The following is a summary of “Reducing Ileostomy Readmissions: Using Implementation Science to Evaluate the Adoption of a Quality Improvement Initiative,” published in the December 2023 issue of Gastroenterology by Vitous, et al.
It was hard to turn scientific data into professional practice. For example, stopping illness from new ileostomies could be used as an example. Oral rehydration treatments have not been widely used by people with new ileostomies, even though there is proof that they improve electrolyte levels, kidney function markers, and hospital readmissions. No one knows what causes low uptake, but it’s likely a combination of several things. For a study, researchers used the Reach, Effectiveness, Adoption, Implementation, and Maintenance implementation science framework to find out what was getting in the way of a quality improvement initiative that aimed to reduce the number of emergency room visits and hospital readmissions for dehydrated patients with new ileostomies who used oral rehydration solutions.

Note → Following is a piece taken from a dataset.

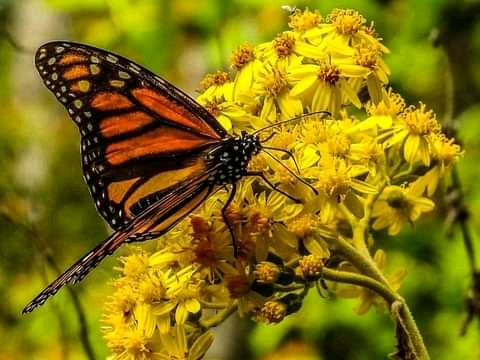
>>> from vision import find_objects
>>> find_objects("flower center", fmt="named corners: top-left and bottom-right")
top-left (317, 63), bottom-right (340, 85)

Some important people were interviewed using the Reach, Effectiveness, Adoption, Implementation, and Maintenance structure to guide the conversations. Twelve community and university hospitals in Michigan are taking part. Twenty-five important people were chosen through convenience sampling.
These people included registered nurses, nurse practitioners, nurse managers, colon surgeons, surgery students, physician assistants, and data abstractors (one to four people per site). They used the Reach, Effectiveness, Adoption, Implementation, and Maintenance approach to find, study, and name trends in qualitative content analysis. They found the following things that would make it easier for providers to join quality improvement programs: choosing winners and teaching them, making diverse teams bigger, following up with patients in an organized way, and handling long-term worries about cost and equality.